Açıkçası çizimlerinizi çok beğendim. Çok etkileyiciler. Bir röportajınızda “kışın sergi açacağım demişsiniz” ama gerçekleşti mi emin olamadım. Sergi düşünceniz devam ediyor mu?
Çok teşekkür ederim. Desenlerin seveni, takip edeni çok oldu, hatta birkaç tanesi satıldı, çok sevdiğim arkadaşlarımın duvarlarında yer buldu. Biri bir dergi kapağına girdi, biri bir arkadaşımın şiir kitabında yer alacak. Galeri dünyasını hiç bilmiyorum. Bir iki yerle görüştüm, hala uygun bir mekan arıyorum. Serginin yanında bir büyük hayalim de, bu diziyi topluca bir albüm/kitaba dönüştürebilmek. Görmemiş olanlar için blogumdan “Mahlukat Bahçesi” sayfasına bakabilir. (http://asyadada.blogspot.com.tr/2015/03/mahlukat-bahcesi-garden-of-oddities.html
Son olarak size en çok ilham veren isimleri öğrenebilir miyiz? Yazar, yönetmen, ressam herhangi bir alanda olabilir…

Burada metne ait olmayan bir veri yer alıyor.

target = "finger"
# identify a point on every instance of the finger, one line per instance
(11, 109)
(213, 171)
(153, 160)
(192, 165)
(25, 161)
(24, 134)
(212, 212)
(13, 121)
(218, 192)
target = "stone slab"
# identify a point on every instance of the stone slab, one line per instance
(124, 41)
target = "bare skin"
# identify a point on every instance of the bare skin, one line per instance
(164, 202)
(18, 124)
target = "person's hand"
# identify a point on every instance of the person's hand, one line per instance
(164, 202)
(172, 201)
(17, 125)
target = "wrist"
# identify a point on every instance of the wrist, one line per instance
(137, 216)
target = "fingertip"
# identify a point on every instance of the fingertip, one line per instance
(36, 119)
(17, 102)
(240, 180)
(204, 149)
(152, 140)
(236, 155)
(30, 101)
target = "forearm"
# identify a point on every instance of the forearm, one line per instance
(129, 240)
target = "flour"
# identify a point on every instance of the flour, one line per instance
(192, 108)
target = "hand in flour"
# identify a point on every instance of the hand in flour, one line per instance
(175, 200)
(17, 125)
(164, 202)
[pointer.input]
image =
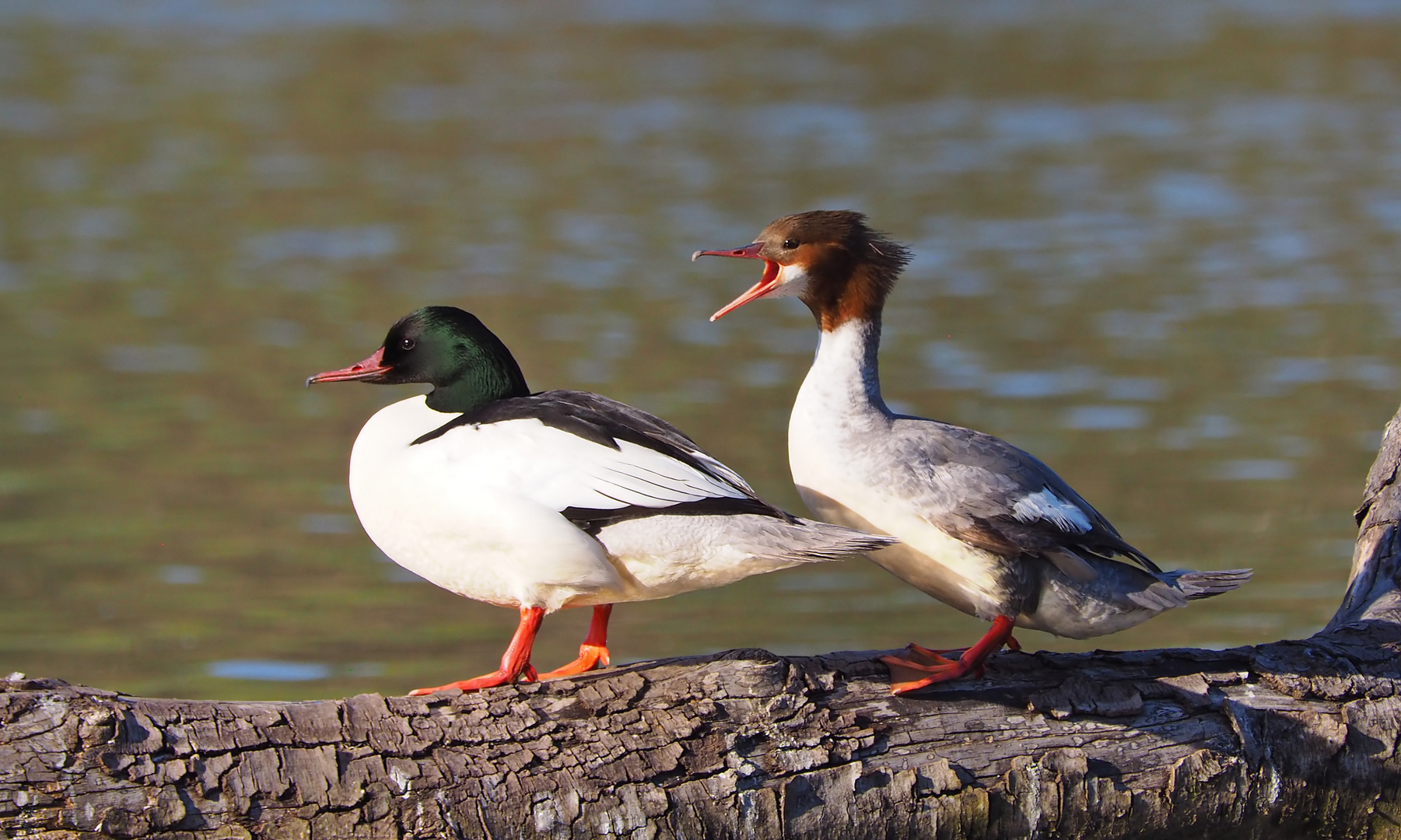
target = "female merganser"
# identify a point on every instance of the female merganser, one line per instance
(984, 527)
(549, 500)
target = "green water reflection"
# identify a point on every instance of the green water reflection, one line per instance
(1156, 247)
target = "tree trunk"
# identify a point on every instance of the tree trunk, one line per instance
(1294, 738)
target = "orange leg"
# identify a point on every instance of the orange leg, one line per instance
(514, 661)
(928, 667)
(594, 651)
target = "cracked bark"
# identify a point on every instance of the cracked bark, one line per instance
(1294, 738)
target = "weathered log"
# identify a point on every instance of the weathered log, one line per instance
(1294, 738)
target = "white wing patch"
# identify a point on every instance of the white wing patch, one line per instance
(561, 469)
(1053, 509)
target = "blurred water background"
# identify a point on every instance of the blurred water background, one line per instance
(1156, 247)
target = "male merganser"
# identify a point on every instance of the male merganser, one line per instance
(549, 500)
(984, 527)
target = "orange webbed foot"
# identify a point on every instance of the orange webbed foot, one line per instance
(486, 681)
(590, 657)
(922, 667)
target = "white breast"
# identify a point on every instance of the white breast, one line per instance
(461, 514)
(835, 451)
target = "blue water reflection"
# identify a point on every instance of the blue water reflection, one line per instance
(1147, 248)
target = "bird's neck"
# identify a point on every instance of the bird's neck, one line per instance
(845, 376)
(481, 385)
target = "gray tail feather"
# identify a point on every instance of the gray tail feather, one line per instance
(832, 542)
(1203, 584)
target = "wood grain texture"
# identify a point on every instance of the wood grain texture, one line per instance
(1294, 738)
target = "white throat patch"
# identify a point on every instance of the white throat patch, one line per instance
(792, 282)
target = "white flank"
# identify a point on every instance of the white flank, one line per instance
(1051, 507)
(478, 510)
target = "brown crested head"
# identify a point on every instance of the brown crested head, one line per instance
(830, 259)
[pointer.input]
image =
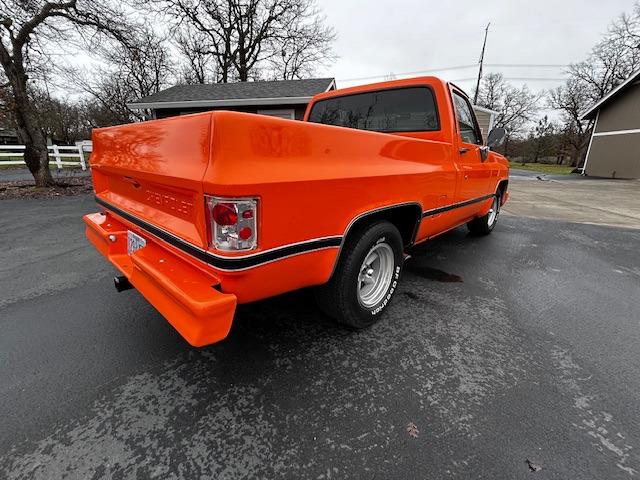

Fellini, Bunuel, Antonioni, Cuaron, Coen Brothers, Nabokov, Perec, Joyce, Borges, Harold Pinter, Bilge Karasu, Sait Faik, Kafka, Leyla Erbil, Sevim Burak, Orhan Pamuk, Latife Tekin, Bosch, Bruegel, Paul Klee, Egon Schiele, Matisse, Klimt, Bartok, Bach, Erik Satie, Tom Waits, Bob Dylan, The Cure... İlk aklıma gelenleri bir nefeste saydım ama saymakla bitmez. Aslında insana asıl ilham meşhur olamamış şarkılar ve şiirlerden; isimsiz insanlar, bir kez görülen yüzler, akılda kalan bakışlar, okunup geçilmiş gazete haberleri, çer çöp sıradan nesnelerden geliyor galiba.